RE: Nat Expandable

From: Richard Dumoulin (richard.dumoulin@vanco.es)
Date: Tue Jul 13 2004 - 18:14:46 GMT-3


I think I have it clear.

Suppose a small Cisco router to access the Internet where your provider
gives you only 1 IP address.
And you need two things because your boss has asked you:

1- Access the Internet from the inside --> which means you need PAT
(overload)

2- You have a mail server inside and you need the outside to access it (let
s forget Security)

So you need two kinds of NAT

ip nat inside source list 1 interface Dialer1 overload
ip nat inside source static udp 192.168.18.1 25 191.55.55.55 25 extendable
access-list 1 permit 192.168.18.0 0.0.0.255

The first is to access the Internet form inside.
The second one to access the mail server from outside.

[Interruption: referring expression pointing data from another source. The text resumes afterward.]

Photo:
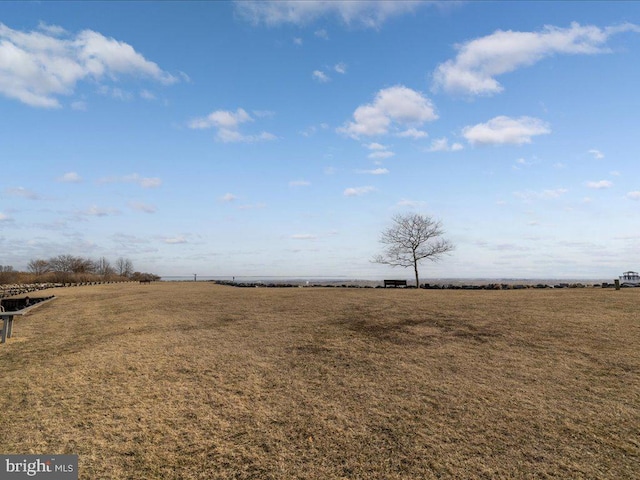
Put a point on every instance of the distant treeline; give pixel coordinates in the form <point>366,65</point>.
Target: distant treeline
<point>73,269</point>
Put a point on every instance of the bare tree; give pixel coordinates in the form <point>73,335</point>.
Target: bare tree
<point>62,263</point>
<point>38,267</point>
<point>103,267</point>
<point>410,239</point>
<point>124,267</point>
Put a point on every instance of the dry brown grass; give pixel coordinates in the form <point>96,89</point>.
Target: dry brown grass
<point>186,381</point>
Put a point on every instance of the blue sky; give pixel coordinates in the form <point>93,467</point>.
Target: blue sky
<point>279,138</point>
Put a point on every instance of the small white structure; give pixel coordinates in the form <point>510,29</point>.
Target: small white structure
<point>630,278</point>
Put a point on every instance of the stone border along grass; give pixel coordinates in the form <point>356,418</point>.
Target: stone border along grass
<point>427,286</point>
<point>10,290</point>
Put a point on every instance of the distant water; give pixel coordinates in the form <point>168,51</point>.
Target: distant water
<point>316,280</point>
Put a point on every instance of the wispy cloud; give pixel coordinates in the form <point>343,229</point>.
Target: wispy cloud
<point>50,62</point>
<point>299,183</point>
<point>411,203</point>
<point>381,154</point>
<point>142,207</point>
<point>227,124</point>
<point>480,61</point>
<point>70,177</point>
<point>442,145</point>
<point>529,195</point>
<point>600,184</point>
<point>366,13</point>
<point>95,211</point>
<point>303,236</point>
<point>21,192</point>
<point>180,239</point>
<point>144,182</point>
<point>412,133</point>
<point>503,130</point>
<point>391,107</point>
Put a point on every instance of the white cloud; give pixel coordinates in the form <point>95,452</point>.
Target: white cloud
<point>228,124</point>
<point>115,92</point>
<point>375,146</point>
<point>175,240</point>
<point>479,61</point>
<point>221,119</point>
<point>505,130</point>
<point>398,104</point>
<point>634,195</point>
<point>226,135</point>
<point>381,154</point>
<point>320,76</point>
<point>299,183</point>
<point>549,194</point>
<point>411,203</point>
<point>597,154</point>
<point>70,177</point>
<point>600,184</point>
<point>303,236</point>
<point>40,66</point>
<point>442,145</point>
<point>144,182</point>
<point>142,207</point>
<point>149,182</point>
<point>412,133</point>
<point>358,191</point>
<point>366,13</point>
<point>376,171</point>
<point>95,211</point>
<point>22,192</point>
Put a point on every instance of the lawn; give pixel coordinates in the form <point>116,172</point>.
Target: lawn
<point>200,381</point>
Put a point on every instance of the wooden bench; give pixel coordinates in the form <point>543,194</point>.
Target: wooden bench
<point>395,283</point>
<point>7,316</point>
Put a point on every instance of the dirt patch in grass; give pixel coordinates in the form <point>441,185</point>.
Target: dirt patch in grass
<point>198,381</point>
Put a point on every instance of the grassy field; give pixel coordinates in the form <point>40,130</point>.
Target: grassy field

This is the ambiguity Cisco talks about on the previous paper. You could add
another line for POP3 also,

--Richard

-----Original Message-----
From: Richard Dumoulin
Sent: martes, 13 de julio de 2004 22:46
To: Cooper, David; CCIE LAB List
Subject: RE: Nat Expandable

David, I am not sure because I have not used it often, but I believe it
tells NAT to look into TCP/UDP header vs only IP header info,

--Richard

-----Original Message-----
From: Cooper, David [mailto:CooperD@netsolve.com]
Sent: martes, 13 de julio de 2004 19:57
To: CCIE LAB List
Subject: Nat Expandable

Can anyone tell me what the expandable command at the end of an IP NAT
inside/outside actually does? I can not find any good references on Cisco
and it seems to be a fairly new command. Thanks!